Following a jury's verdict against the companies, a state judge entered a judgment awarding more than $257 million in civil penalties, plus $70 million in attorneys' fees and $3 million in costs. A state appeals court later upheld the judgment.
A spokeswoman for Caldwell's office said it will review Tuesday's ruling before determining any "next steps."
Three of the state Supreme Court's seven justices dissented from the majority's opinion.
The majority's decision says Caldwell's office failed to prove that the companies violated provisions of the Louisiana Medical Assistance Programs Integrity Law. The justices concluded there is no evidence that the companies made or tried to make a fraudulent claim for payment through any of the programs.
"The purpose of (the law) is to prevent false or fraudulent claims from being presented to and paid by the medical assistance programs," Justice Greg Guidry wrote. "Thus, there must be a causal link between the misleading marketing statement and a false or fraudulent claim for payment to a healthcare provider or other person to establish liability under (the law)."
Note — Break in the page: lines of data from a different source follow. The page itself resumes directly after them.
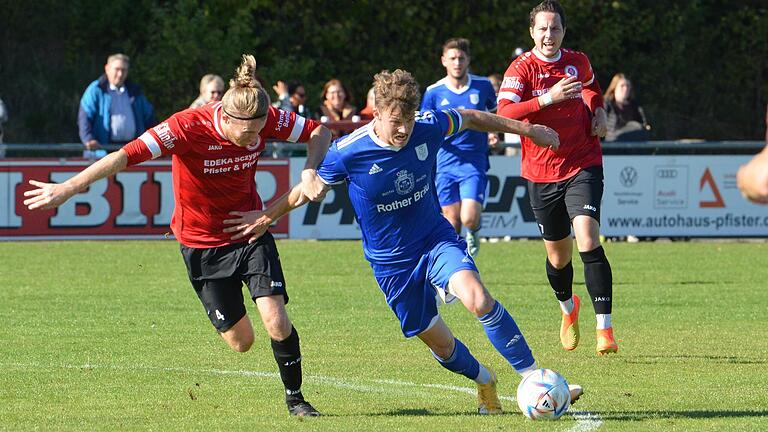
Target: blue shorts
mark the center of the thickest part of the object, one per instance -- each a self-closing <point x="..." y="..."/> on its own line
<point x="465" y="181"/>
<point x="414" y="294"/>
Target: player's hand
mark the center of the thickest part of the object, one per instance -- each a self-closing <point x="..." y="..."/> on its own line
<point x="47" y="195"/>
<point x="567" y="88"/>
<point x="544" y="136"/>
<point x="311" y="185"/>
<point x="600" y="123"/>
<point x="252" y="224"/>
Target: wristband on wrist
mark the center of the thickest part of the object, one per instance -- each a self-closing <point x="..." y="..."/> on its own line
<point x="546" y="99"/>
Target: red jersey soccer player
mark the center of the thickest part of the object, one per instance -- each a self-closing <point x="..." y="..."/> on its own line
<point x="215" y="150"/>
<point x="556" y="87"/>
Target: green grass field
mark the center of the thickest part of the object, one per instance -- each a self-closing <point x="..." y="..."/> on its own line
<point x="110" y="336"/>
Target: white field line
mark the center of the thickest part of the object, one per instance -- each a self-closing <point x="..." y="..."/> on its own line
<point x="585" y="421"/>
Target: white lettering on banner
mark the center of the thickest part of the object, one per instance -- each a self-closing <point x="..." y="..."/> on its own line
<point x="8" y="183"/>
<point x="131" y="214"/>
<point x="165" y="134"/>
<point x="398" y="204"/>
<point x="93" y="198"/>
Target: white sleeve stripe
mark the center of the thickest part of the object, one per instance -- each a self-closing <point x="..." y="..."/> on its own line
<point x="514" y="97"/>
<point x="151" y="144"/>
<point x="297" y="128"/>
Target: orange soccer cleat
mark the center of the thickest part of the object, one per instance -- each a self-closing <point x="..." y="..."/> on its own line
<point x="569" y="326"/>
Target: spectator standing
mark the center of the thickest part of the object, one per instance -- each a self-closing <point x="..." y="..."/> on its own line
<point x="3" y="119"/>
<point x="463" y="161"/>
<point x="113" y="110"/>
<point x="557" y="87"/>
<point x="626" y="119"/>
<point x="370" y="102"/>
<point x="211" y="89"/>
<point x="292" y="97"/>
<point x="336" y="105"/>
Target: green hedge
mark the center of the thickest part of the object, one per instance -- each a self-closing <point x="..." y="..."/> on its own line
<point x="700" y="67"/>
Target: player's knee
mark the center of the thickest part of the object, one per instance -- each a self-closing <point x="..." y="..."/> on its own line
<point x="242" y="343"/>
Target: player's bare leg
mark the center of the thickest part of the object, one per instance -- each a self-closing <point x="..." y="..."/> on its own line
<point x="470" y="218"/>
<point x="454" y="356"/>
<point x="239" y="337"/>
<point x="287" y="352"/>
<point x="452" y="212"/>
<point x="599" y="279"/>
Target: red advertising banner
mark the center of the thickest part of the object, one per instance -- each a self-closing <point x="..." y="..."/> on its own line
<point x="136" y="203"/>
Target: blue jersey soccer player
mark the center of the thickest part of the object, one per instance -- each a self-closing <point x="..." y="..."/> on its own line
<point x="463" y="160"/>
<point x="415" y="253"/>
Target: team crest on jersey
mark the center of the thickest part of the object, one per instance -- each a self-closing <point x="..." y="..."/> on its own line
<point x="404" y="182"/>
<point x="422" y="151"/>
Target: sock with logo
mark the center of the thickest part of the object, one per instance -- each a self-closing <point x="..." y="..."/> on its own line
<point x="599" y="279"/>
<point x="561" y="280"/>
<point x="288" y="357"/>
<point x="461" y="361"/>
<point x="505" y="336"/>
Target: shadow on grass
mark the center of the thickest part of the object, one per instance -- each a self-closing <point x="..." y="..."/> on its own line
<point x="650" y="359"/>
<point x="698" y="414"/>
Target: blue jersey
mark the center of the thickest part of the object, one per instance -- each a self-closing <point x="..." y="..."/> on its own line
<point x="391" y="189"/>
<point x="477" y="94"/>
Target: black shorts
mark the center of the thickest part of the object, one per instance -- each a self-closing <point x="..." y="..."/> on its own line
<point x="218" y="274"/>
<point x="556" y="204"/>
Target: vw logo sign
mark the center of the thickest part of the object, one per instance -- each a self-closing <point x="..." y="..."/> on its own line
<point x="628" y="176"/>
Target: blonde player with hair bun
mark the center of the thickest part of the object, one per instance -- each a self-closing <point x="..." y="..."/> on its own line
<point x="214" y="151"/>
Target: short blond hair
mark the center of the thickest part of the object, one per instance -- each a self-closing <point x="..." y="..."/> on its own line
<point x="397" y="89"/>
<point x="245" y="94"/>
<point x="119" y="56"/>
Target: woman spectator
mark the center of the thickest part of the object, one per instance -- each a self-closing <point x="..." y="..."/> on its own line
<point x="336" y="105"/>
<point x="211" y="89"/>
<point x="626" y="119"/>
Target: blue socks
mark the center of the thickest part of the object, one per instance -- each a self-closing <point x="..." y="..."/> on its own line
<point x="506" y="337"/>
<point x="461" y="361"/>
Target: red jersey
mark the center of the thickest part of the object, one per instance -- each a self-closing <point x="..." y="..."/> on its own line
<point x="211" y="176"/>
<point x="528" y="77"/>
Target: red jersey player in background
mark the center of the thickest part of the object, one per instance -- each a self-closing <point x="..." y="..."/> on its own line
<point x="215" y="150"/>
<point x="556" y="87"/>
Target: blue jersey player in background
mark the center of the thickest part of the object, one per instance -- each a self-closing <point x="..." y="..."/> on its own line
<point x="463" y="161"/>
<point x="416" y="255"/>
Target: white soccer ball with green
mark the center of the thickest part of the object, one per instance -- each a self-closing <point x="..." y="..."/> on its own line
<point x="543" y="395"/>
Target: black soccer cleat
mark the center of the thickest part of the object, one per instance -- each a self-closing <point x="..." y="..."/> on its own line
<point x="303" y="409"/>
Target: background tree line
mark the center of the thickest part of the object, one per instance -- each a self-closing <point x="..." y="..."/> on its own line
<point x="700" y="67"/>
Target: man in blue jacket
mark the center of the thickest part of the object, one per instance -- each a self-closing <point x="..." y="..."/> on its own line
<point x="113" y="110"/>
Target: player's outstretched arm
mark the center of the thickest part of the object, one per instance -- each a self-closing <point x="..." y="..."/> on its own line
<point x="52" y="195"/>
<point x="542" y="136"/>
<point x="317" y="147"/>
<point x="752" y="178"/>
<point x="255" y="223"/>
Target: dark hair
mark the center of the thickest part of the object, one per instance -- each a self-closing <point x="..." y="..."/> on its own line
<point x="548" y="6"/>
<point x="457" y="43"/>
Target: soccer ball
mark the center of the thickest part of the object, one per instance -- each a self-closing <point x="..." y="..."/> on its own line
<point x="543" y="395"/>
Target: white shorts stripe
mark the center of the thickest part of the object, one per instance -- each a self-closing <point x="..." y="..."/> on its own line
<point x="297" y="128"/>
<point x="151" y="144"/>
<point x="514" y="97"/>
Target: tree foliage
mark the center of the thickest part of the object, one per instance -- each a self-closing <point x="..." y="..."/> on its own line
<point x="700" y="67"/>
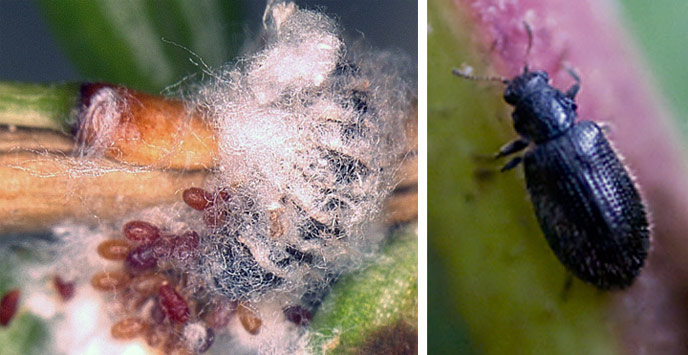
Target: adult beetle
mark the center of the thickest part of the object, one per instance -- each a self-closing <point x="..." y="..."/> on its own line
<point x="585" y="201"/>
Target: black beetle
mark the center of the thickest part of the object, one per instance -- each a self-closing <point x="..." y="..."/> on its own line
<point x="585" y="201"/>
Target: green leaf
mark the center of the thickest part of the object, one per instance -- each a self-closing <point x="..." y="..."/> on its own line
<point x="380" y="301"/>
<point x="45" y="106"/>
<point x="128" y="42"/>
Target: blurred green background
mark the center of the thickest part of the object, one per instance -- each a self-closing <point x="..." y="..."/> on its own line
<point x="137" y="43"/>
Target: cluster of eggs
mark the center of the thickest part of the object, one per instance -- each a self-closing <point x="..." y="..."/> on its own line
<point x="161" y="302"/>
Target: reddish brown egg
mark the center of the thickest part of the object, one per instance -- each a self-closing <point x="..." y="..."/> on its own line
<point x="114" y="249"/>
<point x="173" y="304"/>
<point x="64" y="289"/>
<point x="157" y="335"/>
<point x="140" y="231"/>
<point x="214" y="217"/>
<point x="197" y="198"/>
<point x="157" y="313"/>
<point x="110" y="280"/>
<point x="8" y="306"/>
<point x="220" y="313"/>
<point x="184" y="246"/>
<point x="249" y="319"/>
<point x="147" y="284"/>
<point x="203" y="344"/>
<point x="128" y="328"/>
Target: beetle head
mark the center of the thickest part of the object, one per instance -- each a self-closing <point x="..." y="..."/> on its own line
<point x="523" y="84"/>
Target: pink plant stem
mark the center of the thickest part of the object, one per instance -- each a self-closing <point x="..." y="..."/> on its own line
<point x="587" y="36"/>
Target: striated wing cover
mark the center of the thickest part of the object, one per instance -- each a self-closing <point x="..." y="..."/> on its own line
<point x="588" y="207"/>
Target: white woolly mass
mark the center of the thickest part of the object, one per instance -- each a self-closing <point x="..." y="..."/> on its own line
<point x="310" y="137"/>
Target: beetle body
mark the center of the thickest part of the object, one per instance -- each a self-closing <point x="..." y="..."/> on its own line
<point x="585" y="201"/>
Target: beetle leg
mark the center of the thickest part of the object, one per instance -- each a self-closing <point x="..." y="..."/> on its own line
<point x="511" y="164"/>
<point x="512" y="147"/>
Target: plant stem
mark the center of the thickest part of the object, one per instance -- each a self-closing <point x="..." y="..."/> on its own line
<point x="46" y="106"/>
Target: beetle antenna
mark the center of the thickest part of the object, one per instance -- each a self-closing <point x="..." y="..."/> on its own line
<point x="462" y="73"/>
In his dissenting opinion, Justice Jefferson Hughes III accused the majority of "writing into the law requirements the legislature did not."
"It is the duty of the legislature, not judges, to make the law," Hughes wrote. "Judges may not like the law, they may even consider it unwise, but they have a duty to apply the law as written. Judicial re-writing of the law to achieve a desired result and overturn a jury verdict is inimical to our system of separated powers."
The attorney general's office sued the two companies in 2004, before Caldwell's tenure. The suit accused the companies of knowingly misrepresenting that Risperdal was safer or more effective than other antipsychotics and of defrauding the Medicaid program.
If the judgment had been upheld by the Supreme Court, the civil penalties would have been split between federal and state government agencies, because Medicaid is a shared cost program.
Gov. Bobby Jindal's chief budget adviser, Commissioner of Administration Kristy Nichols, said Wednesday that the high court's ruling won't cause a shortfall in the state's operating budget.